The letter of intent was co-signed by Milliken and the Director of IIT Delhi, Prof. R.K. Shevgaonkar, who was a visiting professor in UNL’s computer and electronics engineering program at the Peter Kiewit Institute in 2000-01. His relationship with the University of Nebraska was renewed in 2009 when Milliken visited India. Shevgaonkar subsequently visited Omaha and met with faculty of UNO’s College of Information Science & Technology, which led to discussions of potential collaborations in cyber security and information assurance – a rapidly growing area that is of great interest to governments and the private sector.
“This is an important new collaboration with IIT Delhi that will allow us to leverage our strengths in a number of key areas across the University to focus on an issue of strategic global importance,” Milliken said. “We have developed a great relationship with IITD, which is known around the world as a leader in education and research in science and technology, and I am excited about the opportunities it will provide for our students and faculty.” Milliken noted that the new partnership aligns with NU’s global engagement strategic plan, focusing on leading institutions such as IIT Delhi in a limited number of countries such as India, with mutual interests, high quality institutions and commitment to mutual investment. He added, “The outcome of the work will be important to our students and faculty and also to Nebraska.”
The letter of intent is the first step toward a more detailed agreement that will further define the relationship with IIT Delhi. Areas of potential collaboration include cyber security and information assurance at UNO's College of IS&T, but will likely include additional areas. In discussions at IIT Delhi following the Kerry meeting, Shevgaonkar and Milliken discussed mutual interest in law and policy relating to cyber security. UNL has the only graduate law program in the country in space, cyber, and telecommunications, which may yield additional partnership opportunities. In addition, UNL's engineering programs and UNMC's programs in bioinformatics may provide good opportunities.
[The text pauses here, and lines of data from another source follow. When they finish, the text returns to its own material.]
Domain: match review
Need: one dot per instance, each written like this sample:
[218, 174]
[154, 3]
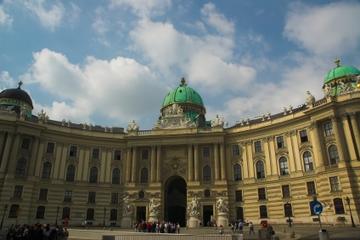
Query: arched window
[237, 172]
[66, 213]
[308, 163]
[46, 170]
[207, 173]
[144, 175]
[116, 176]
[113, 214]
[260, 170]
[90, 214]
[339, 206]
[333, 155]
[20, 169]
[70, 173]
[284, 169]
[40, 212]
[263, 211]
[93, 175]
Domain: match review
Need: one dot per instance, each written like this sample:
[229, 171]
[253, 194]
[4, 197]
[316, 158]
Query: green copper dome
[340, 71]
[182, 94]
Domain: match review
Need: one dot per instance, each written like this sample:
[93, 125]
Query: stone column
[158, 162]
[128, 165]
[349, 140]
[134, 166]
[190, 163]
[222, 162]
[216, 160]
[196, 162]
[291, 152]
[245, 161]
[274, 161]
[153, 164]
[6, 152]
[315, 141]
[339, 139]
[356, 131]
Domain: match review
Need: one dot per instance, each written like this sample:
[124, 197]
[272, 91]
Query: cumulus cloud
[50, 16]
[217, 20]
[143, 8]
[5, 19]
[330, 29]
[118, 89]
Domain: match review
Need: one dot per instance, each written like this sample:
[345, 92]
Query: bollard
[323, 235]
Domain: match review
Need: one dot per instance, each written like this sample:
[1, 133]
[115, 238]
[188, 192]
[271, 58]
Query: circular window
[141, 194]
[207, 193]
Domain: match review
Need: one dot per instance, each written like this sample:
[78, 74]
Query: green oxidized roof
[340, 71]
[182, 94]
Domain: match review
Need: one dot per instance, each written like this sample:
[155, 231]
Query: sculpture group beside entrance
[194, 213]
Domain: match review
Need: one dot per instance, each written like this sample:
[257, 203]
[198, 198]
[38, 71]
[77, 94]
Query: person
[251, 228]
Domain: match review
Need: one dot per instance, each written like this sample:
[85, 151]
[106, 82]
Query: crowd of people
[37, 232]
[157, 227]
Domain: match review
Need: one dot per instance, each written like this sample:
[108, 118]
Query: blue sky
[109, 62]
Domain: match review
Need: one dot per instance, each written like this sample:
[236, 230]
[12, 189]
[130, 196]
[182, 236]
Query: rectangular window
[238, 196]
[262, 193]
[206, 152]
[95, 154]
[43, 194]
[280, 142]
[328, 128]
[18, 192]
[303, 136]
[117, 155]
[50, 148]
[334, 184]
[257, 146]
[114, 198]
[286, 191]
[73, 151]
[236, 150]
[91, 197]
[311, 188]
[25, 144]
[144, 154]
[67, 196]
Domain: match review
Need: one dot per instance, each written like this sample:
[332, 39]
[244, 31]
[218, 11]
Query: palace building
[185, 169]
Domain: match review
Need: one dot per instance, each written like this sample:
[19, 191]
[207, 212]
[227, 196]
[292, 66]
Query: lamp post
[347, 199]
[57, 214]
[2, 219]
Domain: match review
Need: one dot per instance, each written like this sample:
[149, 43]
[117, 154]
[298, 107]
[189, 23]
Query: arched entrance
[175, 200]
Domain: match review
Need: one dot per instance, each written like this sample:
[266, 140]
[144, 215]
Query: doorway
[175, 200]
[141, 213]
[207, 214]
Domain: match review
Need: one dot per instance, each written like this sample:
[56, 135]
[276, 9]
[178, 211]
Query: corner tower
[182, 108]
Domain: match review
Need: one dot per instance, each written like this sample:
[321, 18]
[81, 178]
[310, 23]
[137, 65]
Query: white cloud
[217, 20]
[6, 81]
[143, 8]
[119, 89]
[5, 19]
[330, 29]
[50, 16]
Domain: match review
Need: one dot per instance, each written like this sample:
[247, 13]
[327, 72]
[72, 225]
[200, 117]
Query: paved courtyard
[302, 232]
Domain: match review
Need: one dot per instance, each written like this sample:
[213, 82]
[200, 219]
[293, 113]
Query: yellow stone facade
[312, 150]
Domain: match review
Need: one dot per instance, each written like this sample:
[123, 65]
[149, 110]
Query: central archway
[175, 200]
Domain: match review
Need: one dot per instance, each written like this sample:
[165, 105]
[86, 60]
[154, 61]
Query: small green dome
[340, 71]
[182, 94]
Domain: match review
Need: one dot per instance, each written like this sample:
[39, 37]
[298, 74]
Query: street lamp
[2, 219]
[57, 214]
[347, 199]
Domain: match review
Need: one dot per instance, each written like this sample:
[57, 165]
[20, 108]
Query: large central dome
[182, 94]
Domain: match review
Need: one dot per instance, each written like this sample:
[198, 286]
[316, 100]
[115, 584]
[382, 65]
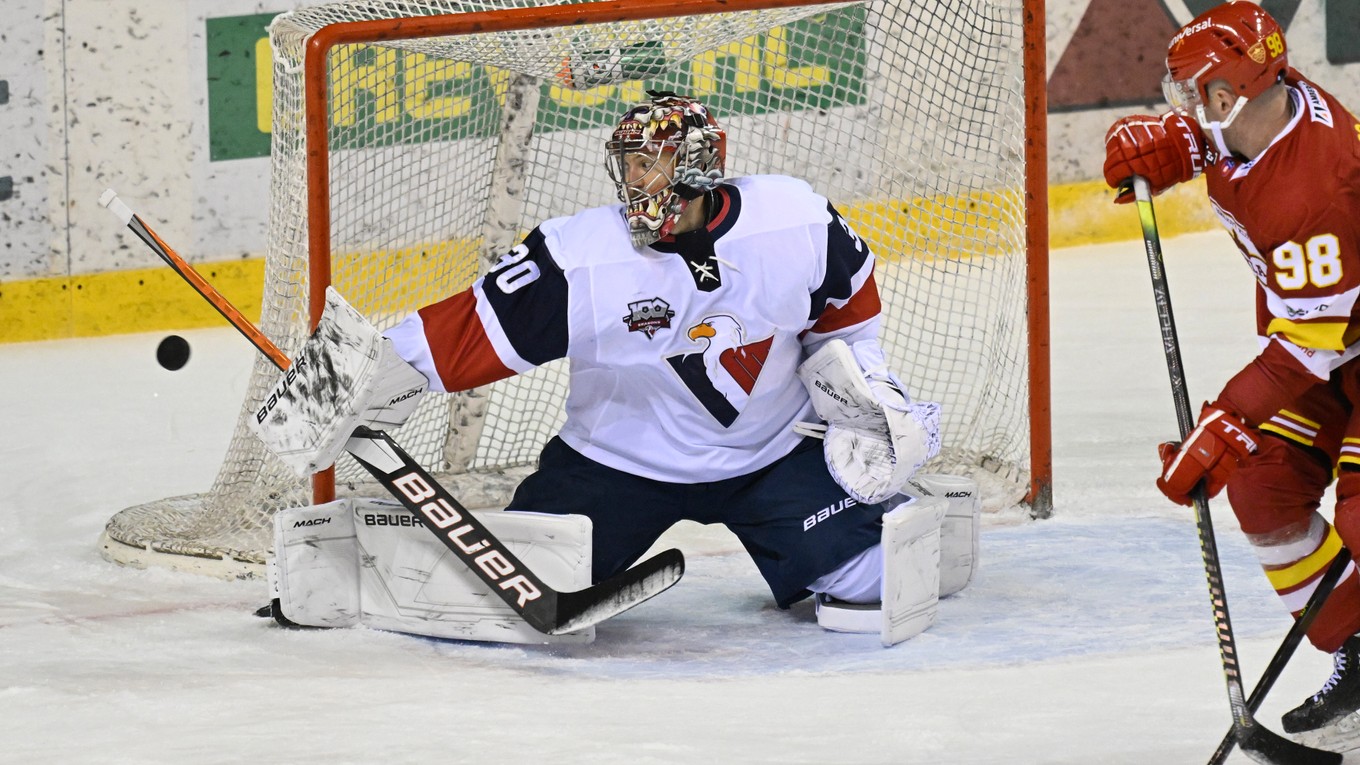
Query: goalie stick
[544, 609]
[1291, 641]
[1257, 741]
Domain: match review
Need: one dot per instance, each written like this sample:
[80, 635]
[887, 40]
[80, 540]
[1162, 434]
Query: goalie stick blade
[543, 607]
[1269, 747]
[578, 610]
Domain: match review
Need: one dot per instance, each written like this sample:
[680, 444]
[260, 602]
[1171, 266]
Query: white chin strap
[1216, 128]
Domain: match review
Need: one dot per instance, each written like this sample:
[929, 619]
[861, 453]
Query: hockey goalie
[724, 369]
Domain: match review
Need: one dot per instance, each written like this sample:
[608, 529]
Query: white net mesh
[446, 150]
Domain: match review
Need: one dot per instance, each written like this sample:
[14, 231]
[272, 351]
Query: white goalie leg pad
[875, 436]
[959, 534]
[346, 375]
[405, 580]
[910, 577]
[911, 568]
[314, 569]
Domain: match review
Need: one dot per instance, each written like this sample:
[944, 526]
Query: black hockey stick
[547, 610]
[1291, 641]
[1258, 742]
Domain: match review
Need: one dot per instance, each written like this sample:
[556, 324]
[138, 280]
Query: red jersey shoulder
[1291, 187]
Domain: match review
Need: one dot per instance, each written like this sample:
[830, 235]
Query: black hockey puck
[173, 353]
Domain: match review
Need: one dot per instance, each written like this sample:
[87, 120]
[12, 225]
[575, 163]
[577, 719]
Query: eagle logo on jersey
[649, 316]
[724, 372]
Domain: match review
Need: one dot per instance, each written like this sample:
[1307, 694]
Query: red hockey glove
[1212, 452]
[1166, 150]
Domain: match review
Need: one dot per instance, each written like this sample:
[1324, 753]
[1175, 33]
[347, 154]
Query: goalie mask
[661, 155]
[1236, 42]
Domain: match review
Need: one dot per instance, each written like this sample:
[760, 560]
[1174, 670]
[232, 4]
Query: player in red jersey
[1281, 162]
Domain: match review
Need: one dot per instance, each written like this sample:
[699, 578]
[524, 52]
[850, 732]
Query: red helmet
[673, 125]
[1238, 42]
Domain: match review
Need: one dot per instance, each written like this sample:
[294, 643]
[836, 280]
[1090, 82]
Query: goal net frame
[317, 128]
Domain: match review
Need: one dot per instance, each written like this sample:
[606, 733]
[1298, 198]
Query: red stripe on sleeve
[861, 306]
[463, 353]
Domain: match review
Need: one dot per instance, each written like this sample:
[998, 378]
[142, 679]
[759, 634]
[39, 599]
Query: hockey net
[445, 146]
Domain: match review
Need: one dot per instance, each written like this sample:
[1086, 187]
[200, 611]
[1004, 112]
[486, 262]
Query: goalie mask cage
[415, 142]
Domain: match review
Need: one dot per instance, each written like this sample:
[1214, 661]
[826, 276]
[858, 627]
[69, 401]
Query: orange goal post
[416, 140]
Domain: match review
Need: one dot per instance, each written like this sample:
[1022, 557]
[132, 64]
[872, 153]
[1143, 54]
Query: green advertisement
[397, 97]
[238, 51]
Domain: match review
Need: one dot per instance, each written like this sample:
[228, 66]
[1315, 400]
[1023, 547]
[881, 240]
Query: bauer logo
[384, 519]
[280, 391]
[467, 538]
[827, 512]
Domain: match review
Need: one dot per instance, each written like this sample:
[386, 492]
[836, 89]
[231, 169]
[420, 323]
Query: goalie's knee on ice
[909, 579]
[960, 530]
[929, 550]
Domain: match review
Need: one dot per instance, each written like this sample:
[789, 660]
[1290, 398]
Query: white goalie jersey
[683, 355]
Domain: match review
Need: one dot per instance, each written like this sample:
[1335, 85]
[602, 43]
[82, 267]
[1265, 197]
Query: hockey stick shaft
[544, 609]
[1261, 743]
[1291, 641]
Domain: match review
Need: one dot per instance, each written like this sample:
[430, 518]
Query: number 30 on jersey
[512, 271]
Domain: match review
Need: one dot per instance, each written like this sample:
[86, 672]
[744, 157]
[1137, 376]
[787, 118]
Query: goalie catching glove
[875, 437]
[346, 376]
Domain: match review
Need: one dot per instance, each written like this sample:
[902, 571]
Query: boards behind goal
[416, 140]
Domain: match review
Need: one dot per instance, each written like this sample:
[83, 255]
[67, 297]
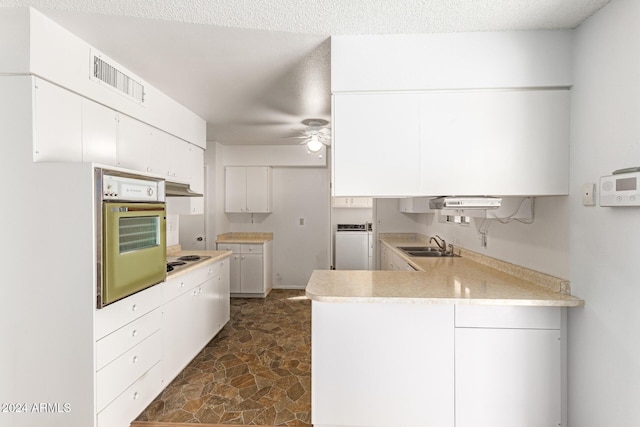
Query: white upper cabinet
[375, 145]
[511, 142]
[57, 124]
[99, 133]
[247, 189]
[134, 139]
[489, 142]
[415, 205]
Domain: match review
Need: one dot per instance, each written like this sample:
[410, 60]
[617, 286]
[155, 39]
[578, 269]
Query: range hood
[178, 189]
[467, 202]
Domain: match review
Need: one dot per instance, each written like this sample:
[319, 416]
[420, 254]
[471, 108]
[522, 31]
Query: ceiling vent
[108, 72]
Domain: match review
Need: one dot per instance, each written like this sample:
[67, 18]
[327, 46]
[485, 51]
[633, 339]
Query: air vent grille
[120, 81]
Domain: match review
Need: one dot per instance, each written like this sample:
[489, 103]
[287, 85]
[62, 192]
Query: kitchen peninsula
[464, 341]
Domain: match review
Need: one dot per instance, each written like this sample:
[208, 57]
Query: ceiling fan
[315, 135]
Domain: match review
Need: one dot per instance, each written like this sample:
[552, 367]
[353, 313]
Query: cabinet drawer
[177, 286]
[122, 411]
[514, 317]
[127, 337]
[118, 314]
[114, 378]
[247, 248]
[233, 247]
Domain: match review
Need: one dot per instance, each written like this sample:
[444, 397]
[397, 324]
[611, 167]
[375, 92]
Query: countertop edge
[215, 257]
[443, 301]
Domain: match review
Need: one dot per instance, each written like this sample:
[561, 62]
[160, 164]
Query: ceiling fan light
[314, 145]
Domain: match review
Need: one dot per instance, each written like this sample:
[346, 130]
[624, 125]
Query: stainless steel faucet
[442, 244]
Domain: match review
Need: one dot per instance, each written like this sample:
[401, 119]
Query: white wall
[297, 249]
[298, 191]
[604, 343]
[542, 246]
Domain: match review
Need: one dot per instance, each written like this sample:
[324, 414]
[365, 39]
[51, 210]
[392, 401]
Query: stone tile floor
[256, 371]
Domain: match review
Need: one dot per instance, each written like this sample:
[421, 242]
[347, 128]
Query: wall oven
[131, 234]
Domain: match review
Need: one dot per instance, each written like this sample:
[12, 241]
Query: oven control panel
[131, 189]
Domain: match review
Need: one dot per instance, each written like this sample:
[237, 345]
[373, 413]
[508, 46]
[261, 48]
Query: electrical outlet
[589, 194]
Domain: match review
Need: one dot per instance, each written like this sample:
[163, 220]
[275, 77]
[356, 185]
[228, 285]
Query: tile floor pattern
[256, 371]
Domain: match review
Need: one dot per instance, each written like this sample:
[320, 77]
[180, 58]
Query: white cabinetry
[99, 133]
[415, 205]
[247, 189]
[394, 375]
[196, 308]
[497, 142]
[352, 202]
[511, 142]
[128, 356]
[57, 124]
[461, 365]
[375, 146]
[250, 268]
[135, 141]
[508, 366]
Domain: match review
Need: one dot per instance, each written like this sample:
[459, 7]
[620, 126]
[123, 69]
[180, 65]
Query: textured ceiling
[254, 69]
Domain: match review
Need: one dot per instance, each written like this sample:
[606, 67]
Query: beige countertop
[176, 251]
[468, 279]
[244, 237]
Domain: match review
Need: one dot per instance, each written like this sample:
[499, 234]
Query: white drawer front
[176, 286]
[118, 314]
[517, 317]
[133, 400]
[233, 247]
[251, 249]
[127, 337]
[114, 378]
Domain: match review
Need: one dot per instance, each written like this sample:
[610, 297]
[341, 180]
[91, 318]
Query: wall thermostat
[620, 190]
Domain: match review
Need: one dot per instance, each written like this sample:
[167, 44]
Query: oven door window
[133, 248]
[138, 233]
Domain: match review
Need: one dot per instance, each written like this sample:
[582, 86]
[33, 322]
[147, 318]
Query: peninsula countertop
[453, 280]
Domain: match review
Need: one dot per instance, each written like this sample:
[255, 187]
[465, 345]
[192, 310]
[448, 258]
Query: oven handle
[138, 209]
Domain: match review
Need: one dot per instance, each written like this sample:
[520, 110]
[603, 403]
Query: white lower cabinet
[391, 364]
[508, 366]
[128, 354]
[146, 339]
[250, 272]
[196, 309]
[133, 400]
[372, 368]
Ultimately, the collaboration is expected to provide more opportunities for students to study in India, and to participate in internships and research, for Indian students to study in Nebraska, and for faculty exchanges, conferences and research partnerships.
The University of Nebraska has developed a number of other strategic partnerships in India including water and food security, entrepreneurship and management, education and early childhood development, and public health.